Calculate the volume of oxygen at step required to burn 7.45 litres of ammonia gas
4NH3 + 3O2 → 2N2 + 6H2O
Looks like 3/4 as much O2 as NH3
4 NH3 + 5 O2 --> 4 NO2 + 6 H2O
at STP (I think you mean) 22.4 liters/mol of any old perfect gas
7.45 liters * 1 mol/22.4liters) = 0.333 orr about 1/3 of a mol of NH3
we need 5 mols of O2 for every 4 of NH3
so
1/3 mol * 5/4 = 0.4167 mols of O2
0.4167 mols * 22.4 liters/mol = 9.33 liters O2
or we could have just said 7.45 * 5/4 liters
I am not sure if you should burn the nitrogen :)
Aaah! I don't think N2 is the product. At temperatures sufficient to make the reaction NH3 + O2 go, it will be high enough to form NO. As soon as NO is formed it will react with more O2 to produce NO2. So I think the logical equation is
4 NH3 + 5 O2 --> 4 NO2 + 6 H2O (but oxygen is not balanced..See corrected equation at the end).
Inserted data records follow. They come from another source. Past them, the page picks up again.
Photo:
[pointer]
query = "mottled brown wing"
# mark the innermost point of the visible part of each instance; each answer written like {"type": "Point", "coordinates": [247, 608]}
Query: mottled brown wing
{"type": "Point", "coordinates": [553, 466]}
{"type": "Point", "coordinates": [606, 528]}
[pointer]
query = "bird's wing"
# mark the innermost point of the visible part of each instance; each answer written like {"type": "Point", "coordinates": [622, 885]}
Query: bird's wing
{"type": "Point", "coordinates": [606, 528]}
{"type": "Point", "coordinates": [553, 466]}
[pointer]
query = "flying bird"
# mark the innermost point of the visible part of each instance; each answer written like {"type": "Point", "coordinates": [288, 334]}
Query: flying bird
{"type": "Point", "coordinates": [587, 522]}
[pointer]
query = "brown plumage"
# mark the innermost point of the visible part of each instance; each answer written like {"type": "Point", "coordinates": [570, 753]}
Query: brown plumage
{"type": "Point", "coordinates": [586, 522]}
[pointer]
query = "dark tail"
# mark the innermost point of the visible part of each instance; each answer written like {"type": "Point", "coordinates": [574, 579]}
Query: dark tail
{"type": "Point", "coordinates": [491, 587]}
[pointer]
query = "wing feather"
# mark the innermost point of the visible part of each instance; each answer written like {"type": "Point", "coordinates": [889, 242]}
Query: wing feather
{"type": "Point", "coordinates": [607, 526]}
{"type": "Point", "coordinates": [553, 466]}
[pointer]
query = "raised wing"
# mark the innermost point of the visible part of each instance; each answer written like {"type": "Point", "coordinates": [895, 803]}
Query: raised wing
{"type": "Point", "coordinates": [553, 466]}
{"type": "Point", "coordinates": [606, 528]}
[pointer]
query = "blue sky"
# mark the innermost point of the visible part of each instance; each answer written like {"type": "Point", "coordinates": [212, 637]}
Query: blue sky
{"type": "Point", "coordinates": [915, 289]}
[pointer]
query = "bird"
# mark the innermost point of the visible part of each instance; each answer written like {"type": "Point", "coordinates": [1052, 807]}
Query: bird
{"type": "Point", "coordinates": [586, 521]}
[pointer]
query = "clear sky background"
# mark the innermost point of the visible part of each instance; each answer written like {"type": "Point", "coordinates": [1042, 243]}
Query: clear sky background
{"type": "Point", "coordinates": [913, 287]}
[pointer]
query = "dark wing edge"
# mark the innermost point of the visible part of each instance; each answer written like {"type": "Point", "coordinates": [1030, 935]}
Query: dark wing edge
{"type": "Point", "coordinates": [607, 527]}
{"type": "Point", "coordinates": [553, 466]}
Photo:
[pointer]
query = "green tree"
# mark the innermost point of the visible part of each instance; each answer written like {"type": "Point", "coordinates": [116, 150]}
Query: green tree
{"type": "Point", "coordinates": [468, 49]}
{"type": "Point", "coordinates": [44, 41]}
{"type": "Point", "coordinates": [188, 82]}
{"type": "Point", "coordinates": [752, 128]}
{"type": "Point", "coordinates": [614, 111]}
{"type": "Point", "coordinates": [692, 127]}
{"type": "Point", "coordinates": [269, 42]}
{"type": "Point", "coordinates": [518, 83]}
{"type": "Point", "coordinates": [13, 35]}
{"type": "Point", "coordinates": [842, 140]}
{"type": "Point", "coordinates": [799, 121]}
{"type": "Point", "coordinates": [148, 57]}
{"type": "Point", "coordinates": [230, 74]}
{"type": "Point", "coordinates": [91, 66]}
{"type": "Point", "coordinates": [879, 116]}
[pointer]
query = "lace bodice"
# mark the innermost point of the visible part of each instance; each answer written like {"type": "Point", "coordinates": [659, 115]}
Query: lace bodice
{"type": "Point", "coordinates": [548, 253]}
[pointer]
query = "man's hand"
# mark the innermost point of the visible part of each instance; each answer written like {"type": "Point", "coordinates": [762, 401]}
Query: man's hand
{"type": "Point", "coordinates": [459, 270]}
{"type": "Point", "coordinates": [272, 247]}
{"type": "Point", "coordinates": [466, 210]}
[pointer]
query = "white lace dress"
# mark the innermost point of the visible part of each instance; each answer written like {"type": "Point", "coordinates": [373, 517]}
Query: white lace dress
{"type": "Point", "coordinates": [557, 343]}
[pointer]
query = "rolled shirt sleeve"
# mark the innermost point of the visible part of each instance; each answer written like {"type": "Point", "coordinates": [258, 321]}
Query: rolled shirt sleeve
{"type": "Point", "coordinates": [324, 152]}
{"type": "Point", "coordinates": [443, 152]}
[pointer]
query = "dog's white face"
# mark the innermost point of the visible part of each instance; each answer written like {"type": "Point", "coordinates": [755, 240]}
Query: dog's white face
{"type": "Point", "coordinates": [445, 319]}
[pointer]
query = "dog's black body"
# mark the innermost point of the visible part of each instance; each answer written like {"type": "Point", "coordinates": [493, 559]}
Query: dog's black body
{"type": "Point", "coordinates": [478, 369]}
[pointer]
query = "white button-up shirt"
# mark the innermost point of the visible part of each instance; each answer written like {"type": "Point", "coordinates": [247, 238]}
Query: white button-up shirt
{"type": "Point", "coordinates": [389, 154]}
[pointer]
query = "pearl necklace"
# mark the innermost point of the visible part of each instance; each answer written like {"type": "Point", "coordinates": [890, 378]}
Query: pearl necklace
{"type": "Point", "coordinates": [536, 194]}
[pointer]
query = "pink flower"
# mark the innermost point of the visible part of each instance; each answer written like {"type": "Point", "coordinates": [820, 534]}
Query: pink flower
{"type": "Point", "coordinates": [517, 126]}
A search on Google lists a litany of products; i.e., N2, N2O, NO & NO2. With normal amounts of O2 I think N2 is not possible. With insufficient amount of O2 the product of N2O is likely. With normal amounts of O2 both NO and NO2 are feasible. Of course with NO2 and over time you will see equilibrium amounts of N2O4 and possibly N2O3 and N2O5 depending upon conditions. With questions in the realm of general chemistry I would go with 4 NH3 + 7 O2 --> 4 NO2 + 6 H2O and for the question it would be 7.45 L NH3 x (7 mols O2/4 mols NH3) = ? L O2 required or
7.45 x 7/4 = ? L.
To calculate the volume of oxygen required to burn a specific amount of ammonia gas, we need to use the balanced chemical equation for the combustion reaction between ammonia (NH3) and oxygen (O2).
The balanced chemical equation for the combustion of ammonia is:
4NH3 + 5O2 → 4NO + 6H2O
From the equation, we can see that 4 moles of NH3 react with 5 moles of O2. To calculate the volume of oxygen required, we need to convert the given volume of ammonia gas (in liters) to moles, and then use the mole ratio from the balanced equation to find the corresponding volume of oxygen.
Here are the steps:
Step 1: Convert 7.45 liters of ammonia gas to moles.
To do this, we need to know the molar volume of ammonia gas at the given conditions (temperature and pressure). Let's assume the molar volume of ammonia gas is 22.4 liters/mol at STP (Standard Temperature and Pressure).
Using the conversion factor:
1 mole NH3 = 22.4 liters NH3 (at STP)
So, the number of moles of ammonia gas is calculated as:
Number of moles of NH3 = 7.45 liters NH3 / 22.4 liters/mol = 0.3325 moles NH3
Step 2: Use the mole ratio from the balanced chemical equation to determine the volume of oxygen.
From the balanced equation, we see that 4 moles of NH3 react with 5 moles of O2.
Using the mole ratio:
5 moles O2 / 4 moles NH3 = x moles O2 / 0.3325 moles NH3
Solving for x, we get:
x = (5/4) * 0.3325 moles O2
x ≈ 0.4156 moles O2
Step 3: Convert the moles of oxygen to volume.
Finally, we can convert the moles of oxygen to volume using the molar volume of oxygen at the given conditions (temperature and pressure). Again, let's assume the molar volume of oxygen is 22.4 liters/mol at STP.
Using the conversion factor:
1 mole O2 = 22.4 liters O2 (at STP)
So, the volume of oxygen required is calculated as:
Volume of O2 = 0.4156 moles O2 * 22.4 liters O2/mol = 9.29 liters O2
Therefore, the volume of oxygen required to burn 7.45 liters of ammonia gas is approximately 9.29 liters.